A Cache is organized in units of blocks.
Common block sizes are 16, 32, and 64 bytes.
This is the smallest unit we can move to/from a cache (some designs
move subblocks, but we will not discuss them).
- We view memory as organized in blocks as well.
If the block size is 16, then bytes 0-15 of memory are in block
0, bytes 16-31 are in block 1, etc.
- Transfers from memory to cache and back are one block.
- Big blocks make good use of spatial locality.
- If you remember memory management in OS, think of pages and page
frames.
- The terminology in memory management is:
Pages are located in the big slow disk; frames are in the small
fast (main) memory.
- The terminology in caches is:
Memory blocks are located in the big slow (main) memory;
cache blocks are located in the small fast cache.

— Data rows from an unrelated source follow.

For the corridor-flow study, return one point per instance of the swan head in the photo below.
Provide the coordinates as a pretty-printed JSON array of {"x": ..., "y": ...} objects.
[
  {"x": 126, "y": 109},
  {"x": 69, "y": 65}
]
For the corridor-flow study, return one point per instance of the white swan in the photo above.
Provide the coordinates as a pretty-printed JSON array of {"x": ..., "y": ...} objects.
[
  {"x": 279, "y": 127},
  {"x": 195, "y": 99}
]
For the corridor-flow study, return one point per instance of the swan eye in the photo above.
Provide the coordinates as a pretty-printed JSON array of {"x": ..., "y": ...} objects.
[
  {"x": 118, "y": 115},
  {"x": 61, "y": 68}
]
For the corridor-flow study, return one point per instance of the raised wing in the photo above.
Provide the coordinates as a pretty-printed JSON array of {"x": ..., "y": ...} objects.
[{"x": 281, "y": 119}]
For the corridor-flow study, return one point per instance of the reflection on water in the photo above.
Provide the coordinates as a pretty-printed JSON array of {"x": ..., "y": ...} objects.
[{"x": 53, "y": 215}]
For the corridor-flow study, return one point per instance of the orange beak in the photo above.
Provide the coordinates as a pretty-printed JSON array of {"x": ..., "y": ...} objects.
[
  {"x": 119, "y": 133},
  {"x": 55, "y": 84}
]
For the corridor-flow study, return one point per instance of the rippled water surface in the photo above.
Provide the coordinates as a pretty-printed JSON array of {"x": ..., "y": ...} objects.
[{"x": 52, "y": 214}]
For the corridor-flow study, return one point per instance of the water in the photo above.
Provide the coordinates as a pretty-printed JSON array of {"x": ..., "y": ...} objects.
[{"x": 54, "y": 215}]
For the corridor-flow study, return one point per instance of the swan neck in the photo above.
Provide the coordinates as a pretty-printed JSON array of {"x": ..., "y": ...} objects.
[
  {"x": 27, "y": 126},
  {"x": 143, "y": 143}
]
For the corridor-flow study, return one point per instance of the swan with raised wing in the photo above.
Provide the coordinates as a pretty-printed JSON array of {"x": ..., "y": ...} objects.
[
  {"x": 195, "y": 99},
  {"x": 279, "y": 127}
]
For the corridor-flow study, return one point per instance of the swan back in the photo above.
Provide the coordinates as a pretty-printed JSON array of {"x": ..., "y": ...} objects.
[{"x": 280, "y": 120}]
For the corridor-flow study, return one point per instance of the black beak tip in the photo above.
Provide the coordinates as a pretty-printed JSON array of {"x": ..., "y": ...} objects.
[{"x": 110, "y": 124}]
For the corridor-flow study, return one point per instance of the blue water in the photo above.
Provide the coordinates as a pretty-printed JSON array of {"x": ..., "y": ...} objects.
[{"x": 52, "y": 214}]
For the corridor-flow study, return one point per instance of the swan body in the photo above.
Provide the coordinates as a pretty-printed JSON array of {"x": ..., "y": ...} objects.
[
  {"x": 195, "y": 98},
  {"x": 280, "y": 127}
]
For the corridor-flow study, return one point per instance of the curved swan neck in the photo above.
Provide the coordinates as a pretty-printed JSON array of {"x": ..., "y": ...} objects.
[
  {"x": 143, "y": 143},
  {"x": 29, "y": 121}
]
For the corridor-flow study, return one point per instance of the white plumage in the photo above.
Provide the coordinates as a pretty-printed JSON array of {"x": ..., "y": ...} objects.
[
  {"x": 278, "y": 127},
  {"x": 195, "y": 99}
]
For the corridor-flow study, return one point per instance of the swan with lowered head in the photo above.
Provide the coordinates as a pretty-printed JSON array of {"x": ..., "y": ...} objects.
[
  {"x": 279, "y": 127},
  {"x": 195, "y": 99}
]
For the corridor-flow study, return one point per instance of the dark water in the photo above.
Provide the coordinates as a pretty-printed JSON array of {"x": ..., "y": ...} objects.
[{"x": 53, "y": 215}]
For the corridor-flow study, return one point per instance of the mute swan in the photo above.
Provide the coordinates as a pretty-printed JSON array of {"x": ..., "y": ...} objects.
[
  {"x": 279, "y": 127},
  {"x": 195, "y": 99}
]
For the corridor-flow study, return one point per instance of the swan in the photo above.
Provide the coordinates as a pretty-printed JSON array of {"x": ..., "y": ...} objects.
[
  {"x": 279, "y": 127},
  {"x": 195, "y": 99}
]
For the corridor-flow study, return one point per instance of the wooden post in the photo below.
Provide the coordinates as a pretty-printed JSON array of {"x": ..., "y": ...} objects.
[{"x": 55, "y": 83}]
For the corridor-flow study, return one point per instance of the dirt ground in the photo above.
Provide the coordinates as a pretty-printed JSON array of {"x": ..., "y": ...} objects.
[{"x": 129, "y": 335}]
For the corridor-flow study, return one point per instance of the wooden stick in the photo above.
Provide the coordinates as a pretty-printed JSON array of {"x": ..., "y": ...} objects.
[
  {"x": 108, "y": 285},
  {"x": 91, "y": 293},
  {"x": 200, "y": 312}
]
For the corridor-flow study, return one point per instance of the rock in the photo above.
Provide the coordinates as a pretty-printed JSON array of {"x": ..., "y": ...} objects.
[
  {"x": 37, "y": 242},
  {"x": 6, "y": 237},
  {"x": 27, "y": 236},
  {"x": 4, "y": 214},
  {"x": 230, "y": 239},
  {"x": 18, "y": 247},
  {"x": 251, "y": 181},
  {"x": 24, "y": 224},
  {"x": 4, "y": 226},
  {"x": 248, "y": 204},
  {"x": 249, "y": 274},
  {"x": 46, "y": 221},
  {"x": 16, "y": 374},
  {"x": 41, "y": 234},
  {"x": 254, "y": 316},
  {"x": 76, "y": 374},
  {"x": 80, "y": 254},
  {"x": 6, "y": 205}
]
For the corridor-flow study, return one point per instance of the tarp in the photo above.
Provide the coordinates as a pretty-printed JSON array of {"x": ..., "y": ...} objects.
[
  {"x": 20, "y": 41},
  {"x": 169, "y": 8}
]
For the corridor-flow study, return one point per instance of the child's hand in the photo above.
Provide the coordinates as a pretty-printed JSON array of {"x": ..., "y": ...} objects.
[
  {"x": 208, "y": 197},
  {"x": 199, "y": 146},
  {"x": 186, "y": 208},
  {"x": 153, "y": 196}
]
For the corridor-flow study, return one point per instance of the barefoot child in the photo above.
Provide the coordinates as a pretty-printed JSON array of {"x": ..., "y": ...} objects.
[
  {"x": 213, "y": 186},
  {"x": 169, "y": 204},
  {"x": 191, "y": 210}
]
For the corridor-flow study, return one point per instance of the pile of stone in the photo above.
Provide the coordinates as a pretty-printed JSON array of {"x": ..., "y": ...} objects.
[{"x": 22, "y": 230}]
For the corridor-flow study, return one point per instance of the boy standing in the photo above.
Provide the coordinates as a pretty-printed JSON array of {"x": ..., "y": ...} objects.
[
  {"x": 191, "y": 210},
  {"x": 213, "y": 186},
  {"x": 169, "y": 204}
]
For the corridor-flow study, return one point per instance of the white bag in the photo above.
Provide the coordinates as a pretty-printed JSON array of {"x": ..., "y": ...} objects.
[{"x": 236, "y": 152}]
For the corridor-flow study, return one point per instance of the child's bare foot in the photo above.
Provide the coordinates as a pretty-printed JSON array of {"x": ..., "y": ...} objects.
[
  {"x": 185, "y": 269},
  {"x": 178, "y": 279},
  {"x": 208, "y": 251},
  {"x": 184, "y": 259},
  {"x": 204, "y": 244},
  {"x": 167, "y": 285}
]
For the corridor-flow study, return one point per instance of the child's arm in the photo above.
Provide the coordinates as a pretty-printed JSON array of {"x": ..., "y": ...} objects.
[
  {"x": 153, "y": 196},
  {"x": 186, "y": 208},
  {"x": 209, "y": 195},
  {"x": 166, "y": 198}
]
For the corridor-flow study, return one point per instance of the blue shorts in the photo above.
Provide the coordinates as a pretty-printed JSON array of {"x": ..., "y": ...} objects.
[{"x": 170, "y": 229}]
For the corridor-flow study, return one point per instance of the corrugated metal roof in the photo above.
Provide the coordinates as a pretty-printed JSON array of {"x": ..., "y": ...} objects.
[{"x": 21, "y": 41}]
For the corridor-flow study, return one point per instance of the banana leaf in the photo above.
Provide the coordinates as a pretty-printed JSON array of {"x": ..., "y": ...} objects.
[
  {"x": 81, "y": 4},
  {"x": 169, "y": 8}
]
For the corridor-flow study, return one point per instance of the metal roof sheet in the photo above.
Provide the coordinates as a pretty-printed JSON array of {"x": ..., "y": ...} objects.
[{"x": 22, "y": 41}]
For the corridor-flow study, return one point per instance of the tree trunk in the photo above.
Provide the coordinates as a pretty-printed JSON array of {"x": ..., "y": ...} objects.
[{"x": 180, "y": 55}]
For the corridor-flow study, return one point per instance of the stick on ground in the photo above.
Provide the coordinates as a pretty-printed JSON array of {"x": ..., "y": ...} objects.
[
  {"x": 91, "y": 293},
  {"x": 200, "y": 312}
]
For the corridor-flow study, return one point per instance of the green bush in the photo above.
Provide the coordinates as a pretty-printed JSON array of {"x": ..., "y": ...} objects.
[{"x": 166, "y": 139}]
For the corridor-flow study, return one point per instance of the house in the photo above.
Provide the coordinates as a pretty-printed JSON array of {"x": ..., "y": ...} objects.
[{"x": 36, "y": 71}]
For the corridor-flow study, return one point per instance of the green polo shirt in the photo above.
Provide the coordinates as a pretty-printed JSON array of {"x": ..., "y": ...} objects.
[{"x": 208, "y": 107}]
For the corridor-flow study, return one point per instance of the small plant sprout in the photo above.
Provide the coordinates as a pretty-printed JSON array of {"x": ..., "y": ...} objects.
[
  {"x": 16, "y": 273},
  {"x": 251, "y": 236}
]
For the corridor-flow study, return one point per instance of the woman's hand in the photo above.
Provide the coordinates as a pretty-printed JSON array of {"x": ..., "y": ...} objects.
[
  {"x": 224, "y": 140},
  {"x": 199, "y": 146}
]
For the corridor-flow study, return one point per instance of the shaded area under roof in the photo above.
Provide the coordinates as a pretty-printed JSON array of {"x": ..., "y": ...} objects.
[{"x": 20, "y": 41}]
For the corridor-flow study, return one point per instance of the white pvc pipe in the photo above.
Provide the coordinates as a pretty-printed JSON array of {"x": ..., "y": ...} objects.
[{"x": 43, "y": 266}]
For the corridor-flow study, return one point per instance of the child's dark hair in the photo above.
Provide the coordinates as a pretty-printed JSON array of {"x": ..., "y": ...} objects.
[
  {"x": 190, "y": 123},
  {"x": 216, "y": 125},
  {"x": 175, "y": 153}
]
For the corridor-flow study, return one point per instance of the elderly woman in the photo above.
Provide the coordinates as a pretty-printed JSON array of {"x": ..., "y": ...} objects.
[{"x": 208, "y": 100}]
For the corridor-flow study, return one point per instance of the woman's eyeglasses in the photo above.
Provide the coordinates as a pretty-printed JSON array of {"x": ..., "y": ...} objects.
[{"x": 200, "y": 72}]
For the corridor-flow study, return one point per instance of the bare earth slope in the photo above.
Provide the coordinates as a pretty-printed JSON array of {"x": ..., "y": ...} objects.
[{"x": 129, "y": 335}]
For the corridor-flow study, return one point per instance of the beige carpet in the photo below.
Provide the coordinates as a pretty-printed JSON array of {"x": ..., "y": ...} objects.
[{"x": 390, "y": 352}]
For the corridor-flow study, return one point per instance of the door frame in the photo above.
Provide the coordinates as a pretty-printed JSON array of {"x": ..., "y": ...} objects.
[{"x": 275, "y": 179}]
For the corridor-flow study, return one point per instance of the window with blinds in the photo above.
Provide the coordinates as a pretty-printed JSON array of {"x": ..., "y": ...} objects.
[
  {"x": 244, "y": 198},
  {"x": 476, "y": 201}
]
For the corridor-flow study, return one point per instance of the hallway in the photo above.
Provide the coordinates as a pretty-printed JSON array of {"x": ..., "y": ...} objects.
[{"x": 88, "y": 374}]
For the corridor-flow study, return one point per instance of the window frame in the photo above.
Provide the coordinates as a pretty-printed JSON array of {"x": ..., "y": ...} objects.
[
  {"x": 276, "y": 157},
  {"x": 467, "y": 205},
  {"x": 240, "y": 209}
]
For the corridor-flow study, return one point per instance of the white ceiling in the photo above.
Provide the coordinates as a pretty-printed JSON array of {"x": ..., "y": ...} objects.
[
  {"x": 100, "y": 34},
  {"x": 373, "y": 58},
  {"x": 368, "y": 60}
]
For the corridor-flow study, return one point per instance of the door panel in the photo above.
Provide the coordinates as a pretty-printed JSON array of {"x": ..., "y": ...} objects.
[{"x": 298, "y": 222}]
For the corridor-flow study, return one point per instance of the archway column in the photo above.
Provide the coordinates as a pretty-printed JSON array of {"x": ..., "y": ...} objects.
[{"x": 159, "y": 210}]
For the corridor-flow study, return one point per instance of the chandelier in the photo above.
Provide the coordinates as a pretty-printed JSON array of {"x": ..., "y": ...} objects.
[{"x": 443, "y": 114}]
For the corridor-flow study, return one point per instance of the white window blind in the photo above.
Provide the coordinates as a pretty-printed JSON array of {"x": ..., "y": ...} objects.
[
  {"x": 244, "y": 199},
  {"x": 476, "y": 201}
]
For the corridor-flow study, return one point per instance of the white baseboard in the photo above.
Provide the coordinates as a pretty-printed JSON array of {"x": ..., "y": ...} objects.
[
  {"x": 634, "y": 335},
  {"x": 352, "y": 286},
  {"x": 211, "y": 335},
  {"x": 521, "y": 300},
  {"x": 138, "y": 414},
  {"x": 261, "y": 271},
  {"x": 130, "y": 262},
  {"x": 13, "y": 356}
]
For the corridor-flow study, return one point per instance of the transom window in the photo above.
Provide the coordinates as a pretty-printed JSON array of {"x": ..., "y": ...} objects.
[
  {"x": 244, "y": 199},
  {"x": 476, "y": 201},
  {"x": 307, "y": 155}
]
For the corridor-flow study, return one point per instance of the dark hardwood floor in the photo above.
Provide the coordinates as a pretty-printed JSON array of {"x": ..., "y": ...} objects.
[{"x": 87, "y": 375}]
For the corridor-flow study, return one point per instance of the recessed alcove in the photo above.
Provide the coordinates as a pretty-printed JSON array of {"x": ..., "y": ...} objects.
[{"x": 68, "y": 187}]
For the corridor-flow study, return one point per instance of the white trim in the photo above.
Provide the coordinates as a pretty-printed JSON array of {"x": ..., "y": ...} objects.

A hit occurs when a memory reference is found in
the upper level of the memory hierarchy.
Definitions
- We will be interested in cache hits (OS courses
study page hits), when the reference is found in the cache (OS:
when found in main memory).
- A miss is a non-hit.
- The hit rate is the fraction of memory references
that are hits.
- The miss rate is 1 - hit rate, which is the
fraction of references that are misses.
- The hit time is the time required for a hit.
- The miss time is the time required for a miss.
- The miss penalty is Miss time - Hit time.